Emotional Anesthesia: Why We Get Worse Before We Get Better

Emotional Anesthesia:
Why We Get Worse Before We Get Better
Following a Death

‘This is so confusing’ you say, thinking about the loss of your beloved.  ‘Instead of getting better as time passes, I’m getting worse.  This is crazy!’

We’re confused by this unexpected change because logic dictates that emotional healing from a death should be linear, just like physical healing from a surgery is: initially painful but improving with each passing day until, finally, recovery. Instead the reverse is happening.  We ask ourselves why?   “Why am I losing ground, not gaining, in my recovery from this loss?”

Unlike surgery where an anesthesia is felt at its start and then wears off soon afterwards, emotional anesthesia begins after we experience a loss and continues to numb us for months afterwards, not hours.  As time passes, it finally begins to wear off.  But all we realize is we’re now functioning more poorly than we were months earlier, struggling far worse than before in managing our pain [For further understanding, see ‘Adult Counseling’ Loss from Death on website].

Many clients have wished that this emotional anesthesia last indefinitely. But alas it doesn’t and so we begin to feel the full range of emotions that we were protected from for months.  For some, prescription drugs become a solution.  One client told me the meds created a ‘good feeling’ – euphoric was how it was described to me – and was most disappointed when informed that ‘feeling good’ was not a natural or helpful response to losing the ‘glue in one’s life.’ And yet choosing sadness and longing over euphoria seems crazy to some, and I get that.

Nevertheless, choosing to feel all of the emotions our loss creates is the healthiest chose.  Why?  Because there is “a time to weep & a time to laugh, a time to mourn & a time to dance” [Ecc.3:1-4].  Grieving is a universal season that touches all of our lives. When we try to detour and avoid this fact, we lose out on the opportunity for a healthy recovery. The key word here is healthy. We can recover. Bur simply letting time pass does nothing to direct our recovery towards healthiness.

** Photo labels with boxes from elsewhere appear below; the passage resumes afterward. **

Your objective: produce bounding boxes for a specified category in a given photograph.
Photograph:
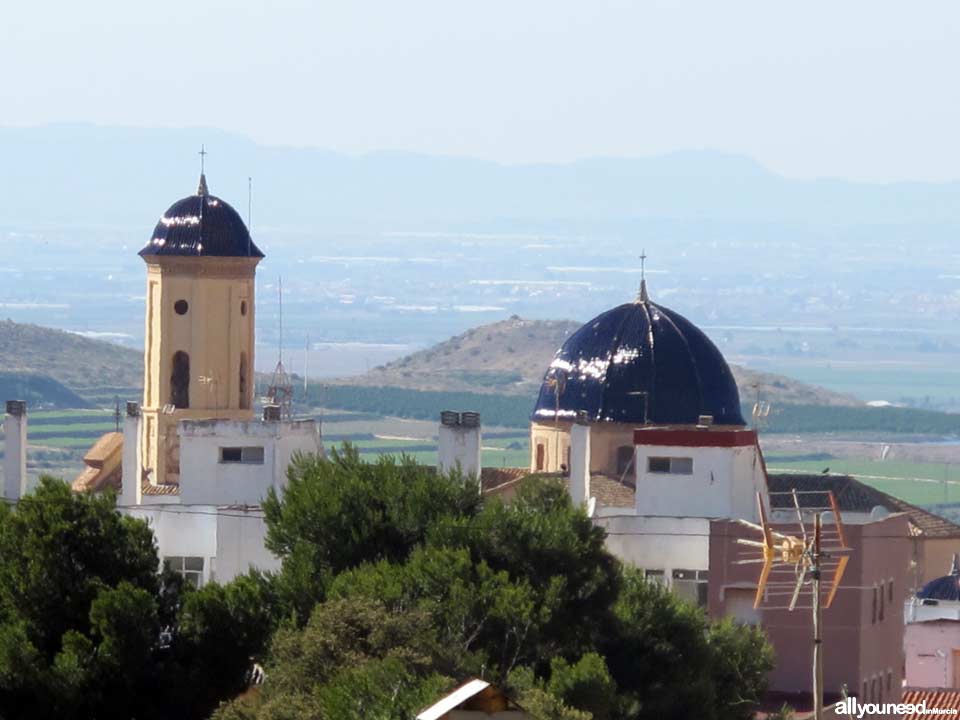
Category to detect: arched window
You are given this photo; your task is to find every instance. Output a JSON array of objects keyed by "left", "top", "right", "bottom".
[
  {"left": 240, "top": 353, "right": 250, "bottom": 410},
  {"left": 170, "top": 350, "right": 190, "bottom": 408}
]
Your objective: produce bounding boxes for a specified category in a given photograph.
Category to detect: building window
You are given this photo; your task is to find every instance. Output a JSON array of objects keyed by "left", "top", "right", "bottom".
[
  {"left": 240, "top": 353, "right": 250, "bottom": 410},
  {"left": 163, "top": 557, "right": 203, "bottom": 588},
  {"left": 673, "top": 570, "right": 708, "bottom": 607},
  {"left": 647, "top": 457, "right": 693, "bottom": 475},
  {"left": 170, "top": 350, "right": 190, "bottom": 408},
  {"left": 220, "top": 447, "right": 263, "bottom": 465},
  {"left": 643, "top": 570, "right": 667, "bottom": 587}
]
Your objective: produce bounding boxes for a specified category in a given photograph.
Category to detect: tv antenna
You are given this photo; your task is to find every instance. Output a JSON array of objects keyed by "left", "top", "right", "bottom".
[
  {"left": 547, "top": 369, "right": 567, "bottom": 472},
  {"left": 267, "top": 277, "right": 293, "bottom": 420},
  {"left": 735, "top": 489, "right": 852, "bottom": 720}
]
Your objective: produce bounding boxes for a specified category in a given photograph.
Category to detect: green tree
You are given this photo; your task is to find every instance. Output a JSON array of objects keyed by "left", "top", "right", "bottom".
[
  {"left": 263, "top": 445, "right": 480, "bottom": 619},
  {"left": 0, "top": 478, "right": 280, "bottom": 720},
  {"left": 253, "top": 458, "right": 769, "bottom": 720},
  {"left": 707, "top": 618, "right": 774, "bottom": 720},
  {"left": 214, "top": 598, "right": 451, "bottom": 720}
]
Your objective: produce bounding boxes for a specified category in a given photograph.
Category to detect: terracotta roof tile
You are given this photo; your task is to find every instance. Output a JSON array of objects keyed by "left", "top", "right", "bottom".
[
  {"left": 83, "top": 432, "right": 123, "bottom": 467},
  {"left": 767, "top": 473, "right": 960, "bottom": 538},
  {"left": 901, "top": 688, "right": 960, "bottom": 720}
]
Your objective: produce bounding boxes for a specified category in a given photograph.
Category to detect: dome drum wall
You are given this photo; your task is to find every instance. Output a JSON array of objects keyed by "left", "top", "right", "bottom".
[{"left": 531, "top": 301, "right": 745, "bottom": 426}]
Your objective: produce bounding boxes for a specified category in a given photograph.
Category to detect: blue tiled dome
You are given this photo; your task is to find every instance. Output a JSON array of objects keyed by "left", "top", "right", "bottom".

We heal but we heal most imperfectly [See Oct., 2017 Blog: Prince Harry, son of deceased mom, Princess Diana].

Most of us find it really hard to voice our hurt, to let out our pain.  It feels like a loss of control that few chose, much less welcome.  But our emotions are not bio-degradable: they don’t just disappear with enough passage of time. Rather, they stay with us for as long as we choose to avoid and bury them.  Just listen to some of our beloved veterans of WWII who never spoke of the horrors of war, and now when re-visit these memories, speak of them with an emotion that is as if they had happened yesterday.  I’ve had clients do the very same thing.

Just as we can only physically heal when our body is rid of any infection, so too can we only heal emotionally by cleansing ourselves of the pain – the infection in this analogy – through re-visiting each of the pain-filled imprints of our loss and talking A LOT about IT.  Then, letting the tears roll down our faces, unrestricted and unrestrained.

And you don’t have to cry in front of other people!  So take a deep breath and surrender instead of silently suffering inwardly.